Bullock was convicted on both charges and was sentenced to a bad conduct discharge, six months confinement, forfeiture of all pay and allowances and reduction in rank to Private E1. A conviction of this type results in automatic review by a higher court.
The court decided that the consensual oral sex was “squarely within the liberty interest recognized” in Lawrence v. Texas, the U.S. Supreme Court’s 2003 decision striking down the Texas sodomy law.
The court emphasized that this was “a consensual encounter between two adults in the privacy of a barracks room” and did not involve any of the aggravating factors that would have taken it outside the strict boundaries of protected liberty as described in Lawrence. It did not involve a minor, public conduct or prostitution, or the abuse of a vulnerable person. The court particularly emphasized that the other participant was a civilian, so the case did not involve sex between servicemembers of different ranks, which was considered unprotected in two prior military appeals cases that have arisen since Lawrence was decided.
The government argued that this was not strictly private because it happened in a military barracks in the “presence” of Bullock’s roommate. However, Bullock’s testimony at his court martial made no mention of his roommate being present, and the court was evidently unwilling to treat a military barracks room as a “public place” for purposes of this case.

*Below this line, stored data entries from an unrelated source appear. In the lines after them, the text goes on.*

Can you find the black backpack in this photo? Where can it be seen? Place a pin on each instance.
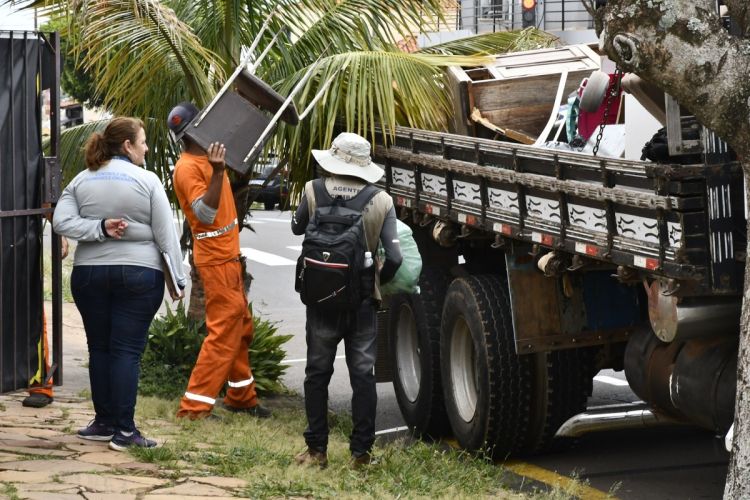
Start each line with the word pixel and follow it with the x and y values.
pixel 331 271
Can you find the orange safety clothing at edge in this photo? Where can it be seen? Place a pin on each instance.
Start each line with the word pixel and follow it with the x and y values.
pixel 224 354
pixel 37 386
pixel 192 175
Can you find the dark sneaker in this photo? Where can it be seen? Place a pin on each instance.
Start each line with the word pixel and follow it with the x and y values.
pixel 122 441
pixel 363 460
pixel 96 431
pixel 312 457
pixel 256 411
pixel 37 400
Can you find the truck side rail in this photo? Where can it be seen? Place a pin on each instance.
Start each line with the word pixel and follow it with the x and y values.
pixel 675 221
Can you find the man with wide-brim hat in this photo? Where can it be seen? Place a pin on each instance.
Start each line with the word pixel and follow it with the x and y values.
pixel 350 169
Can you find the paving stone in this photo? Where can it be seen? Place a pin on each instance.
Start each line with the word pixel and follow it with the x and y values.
pixel 221 482
pixel 62 488
pixel 36 451
pixel 72 438
pixel 105 458
pixel 27 443
pixel 37 432
pixel 105 483
pixel 15 476
pixel 161 496
pixel 109 496
pixel 138 466
pixel 150 481
pixel 45 495
pixel 54 466
pixel 81 446
pixel 8 457
pixel 191 489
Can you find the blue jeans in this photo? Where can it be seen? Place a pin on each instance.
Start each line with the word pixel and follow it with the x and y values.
pixel 117 304
pixel 324 331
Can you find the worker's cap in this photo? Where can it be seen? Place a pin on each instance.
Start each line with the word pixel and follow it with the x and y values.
pixel 349 155
pixel 180 117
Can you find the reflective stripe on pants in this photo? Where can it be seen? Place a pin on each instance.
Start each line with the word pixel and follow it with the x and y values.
pixel 224 354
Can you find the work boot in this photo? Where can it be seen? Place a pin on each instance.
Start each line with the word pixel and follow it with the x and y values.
pixel 36 400
pixel 312 457
pixel 122 441
pixel 97 431
pixel 256 411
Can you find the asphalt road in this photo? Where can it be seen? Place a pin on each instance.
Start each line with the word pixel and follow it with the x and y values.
pixel 662 463
pixel 655 463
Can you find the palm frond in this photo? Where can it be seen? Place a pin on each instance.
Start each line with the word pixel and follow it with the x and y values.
pixel 139 52
pixel 325 27
pixel 495 43
pixel 369 89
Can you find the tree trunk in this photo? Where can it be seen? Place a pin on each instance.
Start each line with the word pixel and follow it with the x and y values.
pixel 197 307
pixel 681 47
pixel 738 477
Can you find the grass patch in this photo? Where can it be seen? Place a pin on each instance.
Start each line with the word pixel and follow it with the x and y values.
pixel 9 491
pixel 262 453
pixel 67 268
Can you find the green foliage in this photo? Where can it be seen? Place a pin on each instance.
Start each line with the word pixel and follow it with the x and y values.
pixel 266 355
pixel 175 341
pixel 74 79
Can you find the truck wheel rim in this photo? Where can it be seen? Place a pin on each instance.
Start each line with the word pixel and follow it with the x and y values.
pixel 463 370
pixel 407 353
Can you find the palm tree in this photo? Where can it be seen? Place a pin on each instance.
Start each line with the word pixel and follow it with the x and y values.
pixel 147 55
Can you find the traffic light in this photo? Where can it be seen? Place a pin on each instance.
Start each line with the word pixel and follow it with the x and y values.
pixel 528 13
pixel 73 116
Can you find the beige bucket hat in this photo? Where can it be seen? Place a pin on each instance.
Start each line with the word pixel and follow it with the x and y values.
pixel 349 155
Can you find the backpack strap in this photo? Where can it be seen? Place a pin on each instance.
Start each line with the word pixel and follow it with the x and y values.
pixel 359 202
pixel 322 198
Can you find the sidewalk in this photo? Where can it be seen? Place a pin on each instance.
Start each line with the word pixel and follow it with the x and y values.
pixel 41 458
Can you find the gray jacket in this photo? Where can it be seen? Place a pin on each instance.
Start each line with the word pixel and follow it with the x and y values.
pixel 119 189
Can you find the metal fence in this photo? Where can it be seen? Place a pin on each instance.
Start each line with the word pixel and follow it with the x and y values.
pixel 29 183
pixel 483 16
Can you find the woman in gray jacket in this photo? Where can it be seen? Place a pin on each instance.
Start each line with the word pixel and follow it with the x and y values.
pixel 120 216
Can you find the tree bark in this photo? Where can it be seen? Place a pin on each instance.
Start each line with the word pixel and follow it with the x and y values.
pixel 738 478
pixel 681 47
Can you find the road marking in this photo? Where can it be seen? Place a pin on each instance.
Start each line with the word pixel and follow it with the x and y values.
pixel 268 219
pixel 302 360
pixel 555 480
pixel 388 431
pixel 605 379
pixel 269 259
pixel 546 476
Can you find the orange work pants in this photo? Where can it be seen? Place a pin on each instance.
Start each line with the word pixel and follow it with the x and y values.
pixel 224 355
pixel 36 386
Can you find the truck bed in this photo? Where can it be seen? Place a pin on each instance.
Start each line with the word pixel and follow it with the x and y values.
pixel 678 221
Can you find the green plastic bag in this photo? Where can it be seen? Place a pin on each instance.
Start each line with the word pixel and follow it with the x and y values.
pixel 407 277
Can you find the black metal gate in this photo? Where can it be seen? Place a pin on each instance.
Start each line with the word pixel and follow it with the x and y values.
pixel 29 186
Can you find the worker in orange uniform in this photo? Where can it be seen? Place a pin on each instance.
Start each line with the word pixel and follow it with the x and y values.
pixel 40 385
pixel 205 195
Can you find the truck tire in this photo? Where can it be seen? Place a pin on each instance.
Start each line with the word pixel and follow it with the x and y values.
pixel 415 329
pixel 487 386
pixel 498 402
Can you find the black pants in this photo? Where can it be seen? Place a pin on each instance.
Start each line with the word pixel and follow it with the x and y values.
pixel 324 331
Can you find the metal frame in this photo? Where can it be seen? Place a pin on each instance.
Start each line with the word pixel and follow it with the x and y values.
pixel 49 181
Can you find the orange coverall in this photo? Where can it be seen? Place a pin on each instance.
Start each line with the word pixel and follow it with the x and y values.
pixel 36 384
pixel 224 354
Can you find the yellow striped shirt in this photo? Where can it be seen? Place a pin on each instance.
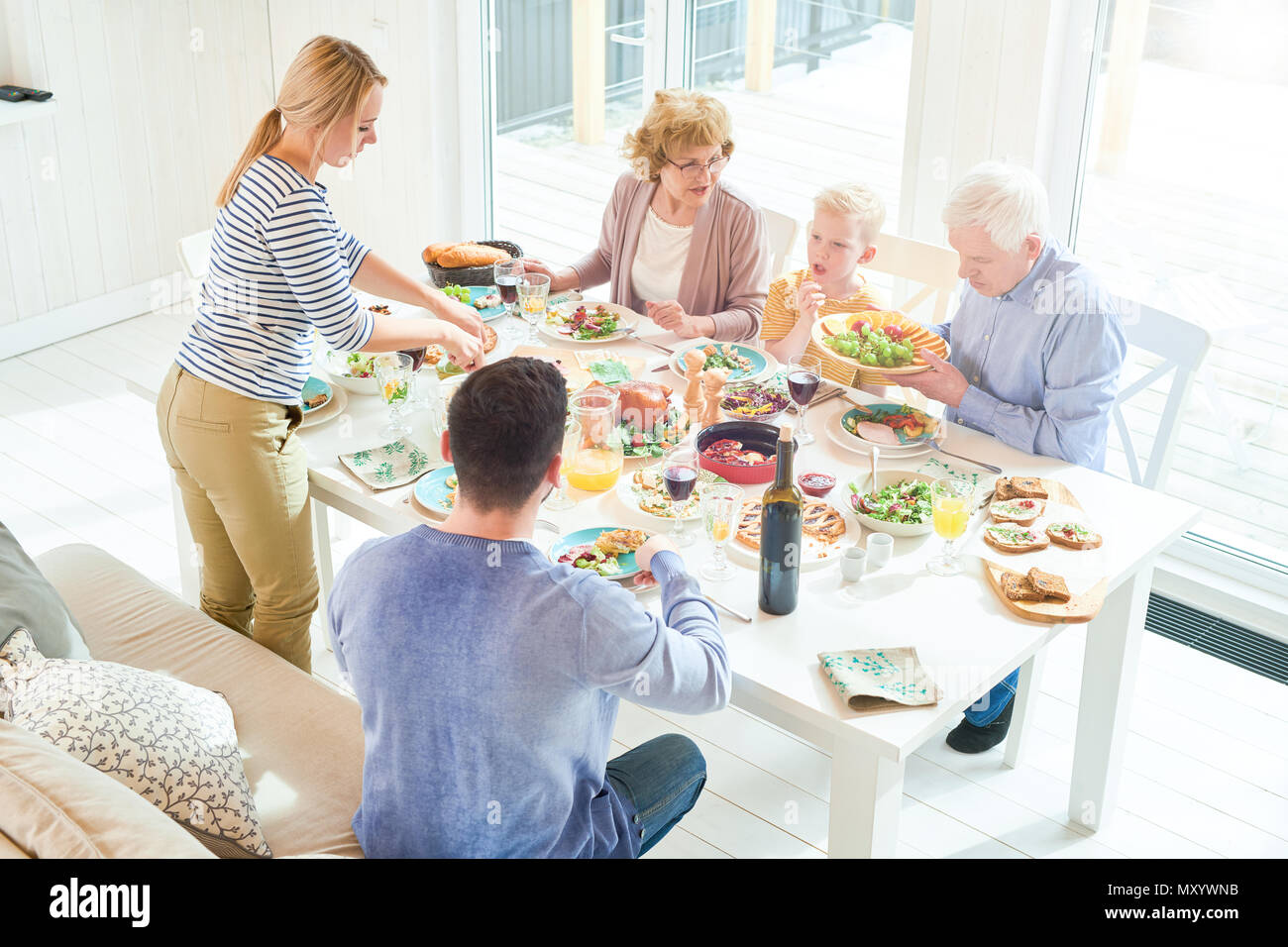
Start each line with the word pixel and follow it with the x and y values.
pixel 781 315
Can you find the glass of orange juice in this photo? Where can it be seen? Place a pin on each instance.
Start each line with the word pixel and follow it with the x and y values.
pixel 720 505
pixel 949 505
pixel 596 463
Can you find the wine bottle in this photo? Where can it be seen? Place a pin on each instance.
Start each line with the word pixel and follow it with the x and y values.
pixel 781 534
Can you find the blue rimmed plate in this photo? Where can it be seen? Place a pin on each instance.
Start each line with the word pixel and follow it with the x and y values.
pixel 490 313
pixel 432 489
pixel 313 388
pixel 588 536
pixel 761 364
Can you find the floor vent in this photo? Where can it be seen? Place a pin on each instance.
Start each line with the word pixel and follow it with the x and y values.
pixel 1218 637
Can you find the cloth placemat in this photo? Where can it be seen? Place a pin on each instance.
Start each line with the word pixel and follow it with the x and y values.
pixel 876 681
pixel 390 466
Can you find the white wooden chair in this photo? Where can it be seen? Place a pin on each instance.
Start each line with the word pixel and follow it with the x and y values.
pixel 1183 347
pixel 931 266
pixel 782 231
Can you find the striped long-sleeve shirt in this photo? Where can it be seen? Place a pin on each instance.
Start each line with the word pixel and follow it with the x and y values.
pixel 279 266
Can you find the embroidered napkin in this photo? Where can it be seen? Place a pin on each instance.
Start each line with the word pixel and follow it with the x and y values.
pixel 391 466
pixel 875 681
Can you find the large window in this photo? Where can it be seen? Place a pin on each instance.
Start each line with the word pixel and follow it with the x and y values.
pixel 799 77
pixel 1184 208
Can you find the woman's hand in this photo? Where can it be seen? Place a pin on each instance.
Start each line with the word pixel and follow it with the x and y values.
pixel 809 298
pixel 463 348
pixel 670 315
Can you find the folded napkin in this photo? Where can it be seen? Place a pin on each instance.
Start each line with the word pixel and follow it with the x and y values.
pixel 391 466
pixel 875 681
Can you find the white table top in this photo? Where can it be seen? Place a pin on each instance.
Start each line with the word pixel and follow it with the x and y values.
pixel 961 630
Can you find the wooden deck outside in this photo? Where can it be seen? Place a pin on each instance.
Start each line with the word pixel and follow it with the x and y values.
pixel 550 196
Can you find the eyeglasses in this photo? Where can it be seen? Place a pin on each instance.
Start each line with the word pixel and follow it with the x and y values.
pixel 694 171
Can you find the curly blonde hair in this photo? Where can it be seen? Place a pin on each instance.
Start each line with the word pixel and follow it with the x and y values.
pixel 679 119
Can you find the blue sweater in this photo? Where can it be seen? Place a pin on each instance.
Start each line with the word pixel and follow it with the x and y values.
pixel 488 681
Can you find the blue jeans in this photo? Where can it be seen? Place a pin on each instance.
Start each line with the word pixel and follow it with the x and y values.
pixel 983 711
pixel 658 783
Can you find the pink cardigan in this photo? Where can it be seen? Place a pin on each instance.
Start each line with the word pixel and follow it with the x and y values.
pixel 725 273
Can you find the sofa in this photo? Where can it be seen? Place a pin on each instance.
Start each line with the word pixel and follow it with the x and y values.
pixel 301 741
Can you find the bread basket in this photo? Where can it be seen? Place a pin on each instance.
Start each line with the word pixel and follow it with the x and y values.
pixel 471 275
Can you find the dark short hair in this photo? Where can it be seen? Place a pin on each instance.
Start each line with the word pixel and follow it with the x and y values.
pixel 506 424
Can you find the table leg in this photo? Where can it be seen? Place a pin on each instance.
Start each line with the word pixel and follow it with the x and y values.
pixel 189 562
pixel 863 815
pixel 1025 699
pixel 1109 664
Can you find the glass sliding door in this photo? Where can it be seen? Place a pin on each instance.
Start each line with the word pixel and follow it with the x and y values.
pixel 1183 208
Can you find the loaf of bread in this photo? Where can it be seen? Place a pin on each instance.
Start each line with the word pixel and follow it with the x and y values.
pixel 471 256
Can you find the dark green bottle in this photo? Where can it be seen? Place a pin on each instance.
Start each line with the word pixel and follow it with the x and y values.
pixel 781 534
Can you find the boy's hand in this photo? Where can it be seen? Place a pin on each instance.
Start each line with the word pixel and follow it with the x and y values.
pixel 645 553
pixel 809 298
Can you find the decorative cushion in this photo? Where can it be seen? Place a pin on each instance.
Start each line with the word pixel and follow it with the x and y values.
pixel 171 742
pixel 29 600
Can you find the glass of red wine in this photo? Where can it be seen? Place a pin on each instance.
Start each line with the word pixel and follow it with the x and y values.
pixel 506 275
pixel 679 476
pixel 804 375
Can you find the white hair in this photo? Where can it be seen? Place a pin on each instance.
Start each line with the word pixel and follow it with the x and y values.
pixel 854 200
pixel 1006 200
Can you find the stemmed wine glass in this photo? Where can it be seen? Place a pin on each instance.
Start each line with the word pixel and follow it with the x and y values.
pixel 506 275
pixel 681 475
pixel 533 289
pixel 393 373
pixel 559 500
pixel 804 375
pixel 949 508
pixel 720 504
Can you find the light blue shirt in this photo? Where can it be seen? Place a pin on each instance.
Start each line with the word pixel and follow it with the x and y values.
pixel 1042 360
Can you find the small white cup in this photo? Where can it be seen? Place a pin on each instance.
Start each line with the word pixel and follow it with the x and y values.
pixel 880 548
pixel 853 564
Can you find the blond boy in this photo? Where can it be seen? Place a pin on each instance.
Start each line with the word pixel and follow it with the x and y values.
pixel 840 240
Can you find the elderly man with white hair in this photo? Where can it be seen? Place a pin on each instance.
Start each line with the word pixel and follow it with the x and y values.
pixel 1037 348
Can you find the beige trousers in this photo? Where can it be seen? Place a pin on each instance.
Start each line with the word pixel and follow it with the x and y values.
pixel 244 478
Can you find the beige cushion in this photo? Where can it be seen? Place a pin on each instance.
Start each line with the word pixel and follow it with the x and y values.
pixel 52 805
pixel 300 741
pixel 168 741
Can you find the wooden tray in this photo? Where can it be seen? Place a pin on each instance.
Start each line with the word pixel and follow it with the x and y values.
pixel 1082 607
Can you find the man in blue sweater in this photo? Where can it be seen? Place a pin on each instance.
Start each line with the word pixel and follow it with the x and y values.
pixel 489 678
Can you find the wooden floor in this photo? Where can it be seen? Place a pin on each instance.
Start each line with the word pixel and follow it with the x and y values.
pixel 1206 766
pixel 550 196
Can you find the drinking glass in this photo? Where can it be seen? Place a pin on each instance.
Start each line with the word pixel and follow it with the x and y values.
pixel 559 500
pixel 720 505
pixel 949 505
pixel 506 275
pixel 681 475
pixel 804 375
pixel 533 289
pixel 597 459
pixel 393 373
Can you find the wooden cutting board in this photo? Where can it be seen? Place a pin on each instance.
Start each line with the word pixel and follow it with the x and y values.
pixel 1082 607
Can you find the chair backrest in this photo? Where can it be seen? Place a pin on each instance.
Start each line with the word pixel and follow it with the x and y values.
pixel 782 237
pixel 931 266
pixel 194 254
pixel 1183 346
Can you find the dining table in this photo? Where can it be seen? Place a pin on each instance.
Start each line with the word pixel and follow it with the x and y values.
pixel 964 634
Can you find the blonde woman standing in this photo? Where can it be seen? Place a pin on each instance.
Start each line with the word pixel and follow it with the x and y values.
pixel 281 266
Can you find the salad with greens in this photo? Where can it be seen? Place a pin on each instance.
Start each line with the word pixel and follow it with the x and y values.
pixel 906 501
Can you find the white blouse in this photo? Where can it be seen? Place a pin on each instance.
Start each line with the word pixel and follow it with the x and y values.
pixel 660 260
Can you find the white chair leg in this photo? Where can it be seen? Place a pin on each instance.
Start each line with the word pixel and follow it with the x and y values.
pixel 1025 699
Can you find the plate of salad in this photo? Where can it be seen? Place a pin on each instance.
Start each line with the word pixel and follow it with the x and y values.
pixel 588 322
pixel 742 363
pixel 605 551
pixel 898 504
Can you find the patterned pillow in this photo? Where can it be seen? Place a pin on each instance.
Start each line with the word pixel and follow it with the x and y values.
pixel 171 742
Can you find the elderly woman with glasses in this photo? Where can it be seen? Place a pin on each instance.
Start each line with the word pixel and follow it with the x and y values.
pixel 679 244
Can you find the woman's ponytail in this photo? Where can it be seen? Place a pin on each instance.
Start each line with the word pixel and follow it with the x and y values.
pixel 266 136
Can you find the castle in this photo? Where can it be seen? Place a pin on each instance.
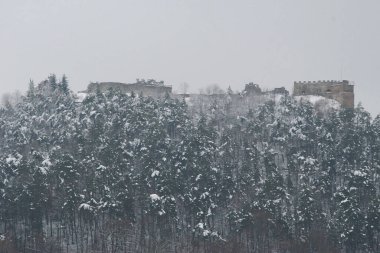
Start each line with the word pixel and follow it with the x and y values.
pixel 341 91
pixel 150 88
pixel 251 96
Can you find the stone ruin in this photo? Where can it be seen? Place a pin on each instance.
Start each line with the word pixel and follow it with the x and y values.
pixel 341 91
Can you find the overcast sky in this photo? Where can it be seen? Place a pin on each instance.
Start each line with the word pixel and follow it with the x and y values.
pixel 200 42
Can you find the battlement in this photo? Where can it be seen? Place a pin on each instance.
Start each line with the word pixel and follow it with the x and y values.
pixel 341 91
pixel 149 88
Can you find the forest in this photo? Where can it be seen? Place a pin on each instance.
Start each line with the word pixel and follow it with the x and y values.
pixel 127 173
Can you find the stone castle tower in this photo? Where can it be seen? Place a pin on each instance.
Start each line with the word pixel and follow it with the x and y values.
pixel 341 91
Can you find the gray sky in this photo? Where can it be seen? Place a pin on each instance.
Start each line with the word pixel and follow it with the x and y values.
pixel 201 42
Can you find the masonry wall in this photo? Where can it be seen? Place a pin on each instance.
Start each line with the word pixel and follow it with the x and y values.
pixel 341 91
pixel 155 91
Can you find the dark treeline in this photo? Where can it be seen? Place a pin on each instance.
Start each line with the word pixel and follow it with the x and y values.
pixel 120 173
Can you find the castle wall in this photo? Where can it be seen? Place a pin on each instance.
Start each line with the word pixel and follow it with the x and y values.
pixel 155 91
pixel 341 91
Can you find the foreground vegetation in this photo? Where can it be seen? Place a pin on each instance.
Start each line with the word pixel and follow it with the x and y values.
pixel 120 173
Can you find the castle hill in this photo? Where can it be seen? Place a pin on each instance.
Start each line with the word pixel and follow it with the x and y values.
pixel 252 95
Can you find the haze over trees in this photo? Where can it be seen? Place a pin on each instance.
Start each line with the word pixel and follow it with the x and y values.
pixel 119 173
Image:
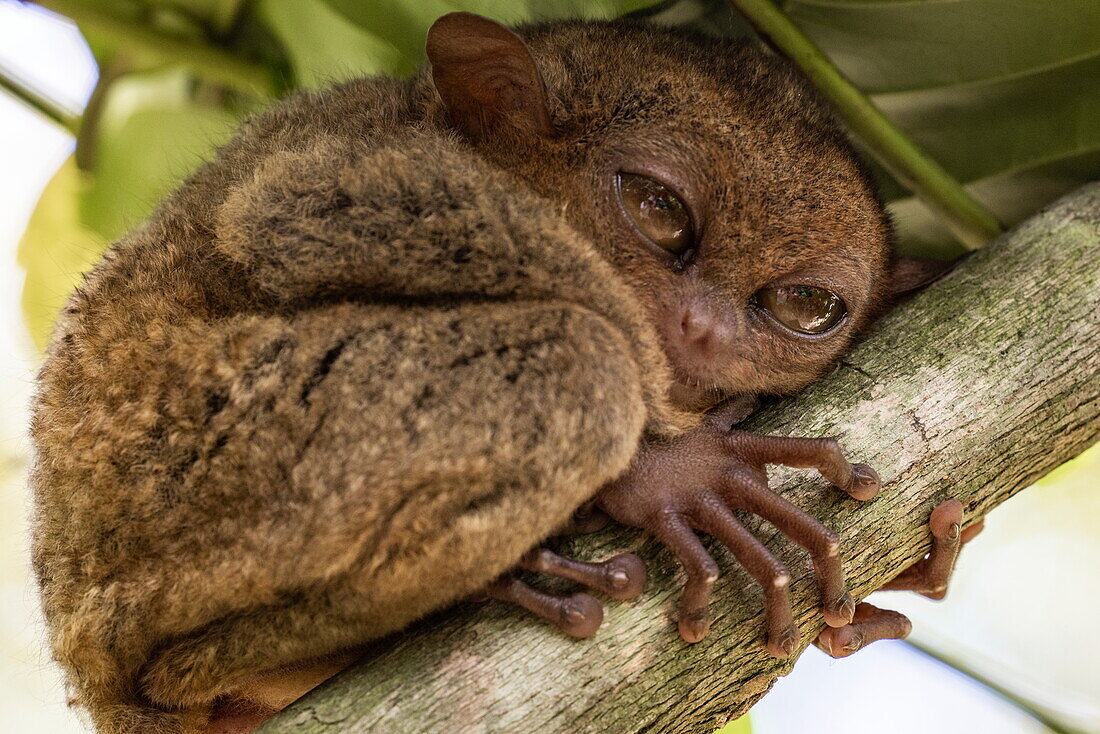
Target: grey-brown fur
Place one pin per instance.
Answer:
(356, 365)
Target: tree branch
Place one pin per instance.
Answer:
(975, 389)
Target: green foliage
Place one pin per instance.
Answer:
(1004, 94)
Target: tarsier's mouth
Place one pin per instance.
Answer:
(693, 393)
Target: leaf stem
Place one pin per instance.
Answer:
(968, 219)
(1027, 707)
(39, 101)
(206, 61)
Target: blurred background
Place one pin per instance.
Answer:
(99, 120)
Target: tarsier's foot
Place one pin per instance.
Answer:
(927, 577)
(579, 615)
(696, 481)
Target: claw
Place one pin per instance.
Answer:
(626, 577)
(865, 483)
(581, 615)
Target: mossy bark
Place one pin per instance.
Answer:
(974, 390)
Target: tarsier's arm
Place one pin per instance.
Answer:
(305, 478)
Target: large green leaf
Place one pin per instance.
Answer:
(405, 23)
(1003, 94)
(323, 46)
(56, 250)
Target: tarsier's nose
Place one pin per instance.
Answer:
(702, 333)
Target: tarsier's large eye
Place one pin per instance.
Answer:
(802, 308)
(657, 211)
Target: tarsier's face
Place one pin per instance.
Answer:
(711, 177)
(748, 227)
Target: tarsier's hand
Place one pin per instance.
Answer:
(927, 577)
(694, 482)
(578, 615)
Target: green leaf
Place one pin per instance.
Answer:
(947, 43)
(1003, 94)
(151, 138)
(56, 250)
(741, 725)
(325, 47)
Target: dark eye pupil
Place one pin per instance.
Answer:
(803, 308)
(657, 212)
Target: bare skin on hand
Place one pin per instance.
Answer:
(928, 577)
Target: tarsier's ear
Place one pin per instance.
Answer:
(486, 77)
(914, 273)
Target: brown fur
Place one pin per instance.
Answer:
(358, 364)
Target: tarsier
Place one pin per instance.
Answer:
(388, 341)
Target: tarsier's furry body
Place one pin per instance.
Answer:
(372, 353)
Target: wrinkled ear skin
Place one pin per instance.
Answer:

The court upheld Bullock’s conviction on the indecent assault charge, however, and reaffirmed much of his sentence, making a small reduction in prison time and financial penalties to reflect the reversal of the consensual sodomy conviction.
It is unclear what this case would mean if Bullock’s consensual sex in the barracks had been with a man rather than a woman. Even if the Army’s criminal appeals court were to find such conduct protected by the Constitution, that would not settle the question whether Bullock would be subject to discharge for “homosexual conduct” under the “Don’t Ask, Don’t Tell” policy. However, one can speculate that were a gay military member caught in this situation, the reasoning of the decision in Bullock’s case would suggest that in the absence of aggravating factors, any discharge should not be classified as “bad conduct.”
Ultimately, other lawsuits, including the one recently filed by the Servicemembers Legal Defense Network in Boston, will determinate whether the “Don’t Ask, Don’t Tell” policy is itself unconstitutional in light of Lawrence v. Texas. But the acknowledgement in the Bullock case that Lawrence serves as precedent in military law is significant and welcome.